12 Mar 2017

Redshift Limitations

Recently have been toying around with Redshift (a popular Data-Warehouse tool by AWS) a little bit and see some minor but obvious limitations in SQL limitations:

FULL OUTER JOIN + ON Func(x) = Func(y) : Not Supported

Although Redshift supports most variants of FULL OUTER JOIN, however, when the JOIN condition contains a function on both sides, it gives up complaining "ERROR:  XX000: could not devise a query plan for the given query".

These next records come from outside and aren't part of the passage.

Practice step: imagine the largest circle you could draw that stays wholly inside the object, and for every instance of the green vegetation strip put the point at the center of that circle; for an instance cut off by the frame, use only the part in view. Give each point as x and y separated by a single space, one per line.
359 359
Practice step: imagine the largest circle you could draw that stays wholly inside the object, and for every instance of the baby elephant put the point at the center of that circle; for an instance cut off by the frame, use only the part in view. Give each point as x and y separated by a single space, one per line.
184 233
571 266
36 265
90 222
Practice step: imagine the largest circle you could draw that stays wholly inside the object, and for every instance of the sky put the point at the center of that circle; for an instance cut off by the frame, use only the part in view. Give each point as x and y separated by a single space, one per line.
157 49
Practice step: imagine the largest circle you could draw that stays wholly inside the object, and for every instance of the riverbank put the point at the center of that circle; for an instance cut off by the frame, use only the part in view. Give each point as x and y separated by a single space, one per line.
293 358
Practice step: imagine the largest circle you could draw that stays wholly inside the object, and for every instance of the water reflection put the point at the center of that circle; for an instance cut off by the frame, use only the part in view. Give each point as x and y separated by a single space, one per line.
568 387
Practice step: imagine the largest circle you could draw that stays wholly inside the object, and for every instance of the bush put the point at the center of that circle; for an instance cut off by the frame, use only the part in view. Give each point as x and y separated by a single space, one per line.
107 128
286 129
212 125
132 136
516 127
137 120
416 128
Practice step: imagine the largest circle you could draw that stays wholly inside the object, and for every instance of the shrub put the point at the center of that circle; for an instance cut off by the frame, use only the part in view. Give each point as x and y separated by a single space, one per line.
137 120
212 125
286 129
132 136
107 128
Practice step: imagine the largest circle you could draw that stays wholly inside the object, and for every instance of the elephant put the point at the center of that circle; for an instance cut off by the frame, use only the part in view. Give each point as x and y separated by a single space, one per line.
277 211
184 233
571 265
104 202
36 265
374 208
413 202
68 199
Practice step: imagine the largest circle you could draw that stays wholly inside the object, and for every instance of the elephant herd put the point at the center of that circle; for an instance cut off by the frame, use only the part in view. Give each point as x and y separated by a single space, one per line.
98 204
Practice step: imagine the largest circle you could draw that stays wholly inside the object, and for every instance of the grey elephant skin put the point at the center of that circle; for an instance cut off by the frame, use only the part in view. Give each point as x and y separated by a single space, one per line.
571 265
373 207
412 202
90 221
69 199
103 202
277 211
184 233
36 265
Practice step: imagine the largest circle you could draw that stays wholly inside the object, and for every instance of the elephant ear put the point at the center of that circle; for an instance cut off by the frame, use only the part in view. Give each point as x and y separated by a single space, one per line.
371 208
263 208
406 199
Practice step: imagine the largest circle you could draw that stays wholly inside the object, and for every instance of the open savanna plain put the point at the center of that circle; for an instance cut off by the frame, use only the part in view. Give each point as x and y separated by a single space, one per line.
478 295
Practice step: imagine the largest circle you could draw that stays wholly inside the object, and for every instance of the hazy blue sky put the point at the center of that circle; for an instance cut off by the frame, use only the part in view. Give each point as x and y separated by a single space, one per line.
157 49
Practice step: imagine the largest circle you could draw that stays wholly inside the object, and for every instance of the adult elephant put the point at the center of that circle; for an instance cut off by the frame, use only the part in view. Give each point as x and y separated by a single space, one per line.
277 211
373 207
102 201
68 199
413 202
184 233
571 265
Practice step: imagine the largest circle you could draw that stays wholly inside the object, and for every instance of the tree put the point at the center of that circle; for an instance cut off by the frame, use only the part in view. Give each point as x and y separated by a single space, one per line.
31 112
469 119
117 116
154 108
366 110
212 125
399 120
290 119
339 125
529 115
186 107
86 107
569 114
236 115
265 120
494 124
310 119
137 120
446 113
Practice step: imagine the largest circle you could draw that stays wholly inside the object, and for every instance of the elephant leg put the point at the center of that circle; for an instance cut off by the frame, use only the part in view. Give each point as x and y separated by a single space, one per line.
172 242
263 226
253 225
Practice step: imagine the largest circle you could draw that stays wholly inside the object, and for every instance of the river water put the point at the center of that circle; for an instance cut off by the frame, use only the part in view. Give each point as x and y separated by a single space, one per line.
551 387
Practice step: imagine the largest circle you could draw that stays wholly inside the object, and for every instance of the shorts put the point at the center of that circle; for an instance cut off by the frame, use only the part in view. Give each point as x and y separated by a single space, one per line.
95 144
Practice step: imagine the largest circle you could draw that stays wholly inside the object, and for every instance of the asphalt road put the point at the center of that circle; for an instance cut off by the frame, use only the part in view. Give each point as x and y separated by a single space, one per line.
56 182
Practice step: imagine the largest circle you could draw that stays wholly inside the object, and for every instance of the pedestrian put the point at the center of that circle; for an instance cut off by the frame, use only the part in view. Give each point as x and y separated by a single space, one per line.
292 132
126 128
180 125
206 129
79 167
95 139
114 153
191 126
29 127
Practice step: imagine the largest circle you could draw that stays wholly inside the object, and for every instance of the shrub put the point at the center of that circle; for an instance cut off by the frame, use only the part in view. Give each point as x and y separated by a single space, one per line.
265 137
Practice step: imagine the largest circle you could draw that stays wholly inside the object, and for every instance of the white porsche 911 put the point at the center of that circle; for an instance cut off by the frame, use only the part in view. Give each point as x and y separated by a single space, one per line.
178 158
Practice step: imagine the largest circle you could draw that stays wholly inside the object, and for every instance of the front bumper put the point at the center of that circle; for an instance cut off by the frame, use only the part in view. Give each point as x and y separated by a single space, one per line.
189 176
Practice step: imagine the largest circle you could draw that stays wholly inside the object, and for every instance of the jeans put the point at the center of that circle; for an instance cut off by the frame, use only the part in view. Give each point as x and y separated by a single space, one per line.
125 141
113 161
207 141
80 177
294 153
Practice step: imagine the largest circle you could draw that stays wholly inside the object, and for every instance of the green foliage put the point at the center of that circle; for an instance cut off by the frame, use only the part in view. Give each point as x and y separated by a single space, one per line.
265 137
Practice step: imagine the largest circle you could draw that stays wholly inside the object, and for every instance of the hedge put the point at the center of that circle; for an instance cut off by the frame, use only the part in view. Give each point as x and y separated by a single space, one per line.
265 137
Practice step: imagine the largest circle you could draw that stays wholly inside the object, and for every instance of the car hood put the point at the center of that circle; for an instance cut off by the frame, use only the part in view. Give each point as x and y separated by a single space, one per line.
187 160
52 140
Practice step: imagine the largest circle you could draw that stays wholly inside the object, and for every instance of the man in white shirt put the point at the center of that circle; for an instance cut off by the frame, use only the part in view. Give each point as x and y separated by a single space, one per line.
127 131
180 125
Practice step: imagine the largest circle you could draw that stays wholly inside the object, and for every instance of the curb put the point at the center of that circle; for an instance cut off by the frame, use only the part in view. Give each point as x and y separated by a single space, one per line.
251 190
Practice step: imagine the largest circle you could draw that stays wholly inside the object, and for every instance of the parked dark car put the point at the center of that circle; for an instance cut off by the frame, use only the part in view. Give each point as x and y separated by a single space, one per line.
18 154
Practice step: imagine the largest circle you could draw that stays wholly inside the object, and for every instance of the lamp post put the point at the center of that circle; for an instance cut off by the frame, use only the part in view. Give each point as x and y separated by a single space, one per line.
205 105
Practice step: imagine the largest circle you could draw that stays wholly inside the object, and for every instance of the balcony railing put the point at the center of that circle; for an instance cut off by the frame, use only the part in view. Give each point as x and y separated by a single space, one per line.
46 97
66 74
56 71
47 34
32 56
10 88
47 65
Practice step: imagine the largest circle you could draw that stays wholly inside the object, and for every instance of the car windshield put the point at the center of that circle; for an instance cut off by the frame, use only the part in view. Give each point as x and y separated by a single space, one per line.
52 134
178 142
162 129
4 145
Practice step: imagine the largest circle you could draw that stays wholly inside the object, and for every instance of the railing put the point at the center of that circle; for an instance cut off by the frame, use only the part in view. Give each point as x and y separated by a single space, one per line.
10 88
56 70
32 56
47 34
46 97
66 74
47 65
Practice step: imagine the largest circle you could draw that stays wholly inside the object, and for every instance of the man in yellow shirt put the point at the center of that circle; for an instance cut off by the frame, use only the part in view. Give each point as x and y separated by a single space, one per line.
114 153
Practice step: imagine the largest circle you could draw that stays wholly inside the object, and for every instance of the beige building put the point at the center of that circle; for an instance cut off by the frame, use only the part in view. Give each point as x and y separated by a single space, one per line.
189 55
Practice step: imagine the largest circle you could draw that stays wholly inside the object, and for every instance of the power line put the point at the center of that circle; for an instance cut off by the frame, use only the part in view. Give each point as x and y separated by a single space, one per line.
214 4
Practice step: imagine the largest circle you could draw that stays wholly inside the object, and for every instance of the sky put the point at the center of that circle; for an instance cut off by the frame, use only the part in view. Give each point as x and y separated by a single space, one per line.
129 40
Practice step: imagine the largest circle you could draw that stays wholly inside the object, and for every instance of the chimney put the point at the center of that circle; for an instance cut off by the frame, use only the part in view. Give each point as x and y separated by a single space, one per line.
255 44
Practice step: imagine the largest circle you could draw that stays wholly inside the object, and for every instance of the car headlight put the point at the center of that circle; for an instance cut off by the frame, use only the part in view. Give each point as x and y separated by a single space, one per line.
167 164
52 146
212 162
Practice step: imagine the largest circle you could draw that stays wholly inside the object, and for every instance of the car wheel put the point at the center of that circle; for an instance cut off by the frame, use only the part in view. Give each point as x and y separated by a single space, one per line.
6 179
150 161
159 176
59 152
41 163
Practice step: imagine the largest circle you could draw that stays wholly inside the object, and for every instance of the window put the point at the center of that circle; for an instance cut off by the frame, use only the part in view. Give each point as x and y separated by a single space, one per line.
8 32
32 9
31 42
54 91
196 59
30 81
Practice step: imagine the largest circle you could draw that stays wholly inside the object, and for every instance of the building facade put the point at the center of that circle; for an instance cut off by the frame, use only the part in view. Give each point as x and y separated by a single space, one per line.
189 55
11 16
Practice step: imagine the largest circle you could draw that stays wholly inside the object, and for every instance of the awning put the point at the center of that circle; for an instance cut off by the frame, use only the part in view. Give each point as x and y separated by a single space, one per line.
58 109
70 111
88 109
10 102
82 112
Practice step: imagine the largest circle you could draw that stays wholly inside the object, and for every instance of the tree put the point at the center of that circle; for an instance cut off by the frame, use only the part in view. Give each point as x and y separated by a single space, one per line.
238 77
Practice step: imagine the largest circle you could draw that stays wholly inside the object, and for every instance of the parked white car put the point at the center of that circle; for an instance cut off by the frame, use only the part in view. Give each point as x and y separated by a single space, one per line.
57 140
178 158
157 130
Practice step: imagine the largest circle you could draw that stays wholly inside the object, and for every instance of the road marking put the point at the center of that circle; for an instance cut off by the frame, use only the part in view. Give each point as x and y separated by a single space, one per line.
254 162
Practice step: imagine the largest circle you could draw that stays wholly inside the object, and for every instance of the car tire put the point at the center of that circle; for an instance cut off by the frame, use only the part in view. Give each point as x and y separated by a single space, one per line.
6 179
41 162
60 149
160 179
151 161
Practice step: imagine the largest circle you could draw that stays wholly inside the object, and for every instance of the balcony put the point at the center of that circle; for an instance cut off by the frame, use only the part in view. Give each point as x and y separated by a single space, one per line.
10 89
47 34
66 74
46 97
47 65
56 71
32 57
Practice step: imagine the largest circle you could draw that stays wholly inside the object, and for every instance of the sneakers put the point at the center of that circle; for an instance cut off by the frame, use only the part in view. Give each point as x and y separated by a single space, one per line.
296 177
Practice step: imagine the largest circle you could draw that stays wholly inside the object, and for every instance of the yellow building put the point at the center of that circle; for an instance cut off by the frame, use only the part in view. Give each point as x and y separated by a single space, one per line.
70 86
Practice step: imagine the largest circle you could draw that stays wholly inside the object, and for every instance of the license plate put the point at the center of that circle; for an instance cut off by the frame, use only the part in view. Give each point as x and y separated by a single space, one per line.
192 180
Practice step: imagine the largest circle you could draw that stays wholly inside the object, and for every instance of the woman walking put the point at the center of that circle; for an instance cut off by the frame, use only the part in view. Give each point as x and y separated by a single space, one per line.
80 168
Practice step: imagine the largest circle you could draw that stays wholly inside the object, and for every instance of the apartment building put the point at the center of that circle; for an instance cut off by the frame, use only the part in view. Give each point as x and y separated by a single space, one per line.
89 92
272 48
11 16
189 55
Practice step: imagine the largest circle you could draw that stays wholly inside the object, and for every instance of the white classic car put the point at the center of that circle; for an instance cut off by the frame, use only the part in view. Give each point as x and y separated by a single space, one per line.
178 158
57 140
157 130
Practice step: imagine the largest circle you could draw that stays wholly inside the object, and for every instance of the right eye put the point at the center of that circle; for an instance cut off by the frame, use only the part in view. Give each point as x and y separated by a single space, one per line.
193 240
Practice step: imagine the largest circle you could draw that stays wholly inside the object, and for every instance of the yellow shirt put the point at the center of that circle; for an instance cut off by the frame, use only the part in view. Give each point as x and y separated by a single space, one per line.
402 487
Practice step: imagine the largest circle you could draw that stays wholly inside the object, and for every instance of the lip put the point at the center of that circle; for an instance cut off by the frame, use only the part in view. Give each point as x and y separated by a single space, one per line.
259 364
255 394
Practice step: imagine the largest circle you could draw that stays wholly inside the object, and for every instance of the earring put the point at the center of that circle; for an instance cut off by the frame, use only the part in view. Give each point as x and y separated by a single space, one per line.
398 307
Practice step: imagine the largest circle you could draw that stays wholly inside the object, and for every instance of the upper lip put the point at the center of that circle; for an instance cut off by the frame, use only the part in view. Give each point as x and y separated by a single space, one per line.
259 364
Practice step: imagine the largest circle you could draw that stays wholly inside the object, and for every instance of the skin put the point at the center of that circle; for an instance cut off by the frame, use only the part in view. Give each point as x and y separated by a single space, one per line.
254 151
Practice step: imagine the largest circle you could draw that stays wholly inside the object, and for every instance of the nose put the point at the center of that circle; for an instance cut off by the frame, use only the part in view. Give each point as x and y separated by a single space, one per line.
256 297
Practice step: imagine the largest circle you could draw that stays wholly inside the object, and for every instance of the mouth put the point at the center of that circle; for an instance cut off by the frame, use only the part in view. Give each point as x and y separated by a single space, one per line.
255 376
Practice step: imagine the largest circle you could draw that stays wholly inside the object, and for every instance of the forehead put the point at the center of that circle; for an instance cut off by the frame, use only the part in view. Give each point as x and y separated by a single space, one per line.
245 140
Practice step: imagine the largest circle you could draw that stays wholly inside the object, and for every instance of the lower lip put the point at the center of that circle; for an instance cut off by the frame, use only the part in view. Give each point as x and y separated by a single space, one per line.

CREATE TABLE x (a integer);
INSERT INTO x VALUES (1);  

SELECT x1.a, x2.a
FROM x x1
FULL OUTER JOIN x x2
     ON LOWER(x1.a) = LOWER(x2.a); -- Fails
  -- ON LOWER(x1.a) = x2.a; -- Works
  -- ON x1.a = LOWER(x2.a); -- Works
  -- ON x1.a = x2.a; -- Obviously Works

Workaround: The obvious way around it is to move one of the functions to a separate SQL (for e.g create a Temp Table and use that in the final computation), something like this:

CREATE TEMP TABLE x1(a) AS SELECT LOWER(a) FROM x;

SELECT x1.a, x2.a
FROM x1
FULL OUTER JOIN x x2
ON x1.a = LOWER(x2.a); -- Works

1 comment:

marcusAaptiv said...

Thanks! I was having this exact issue (the full outer join problem) and didn't find any help until I found this. Would be great to get this onto Stack Overflow? If I ask the question, will you answer it?

Thanks!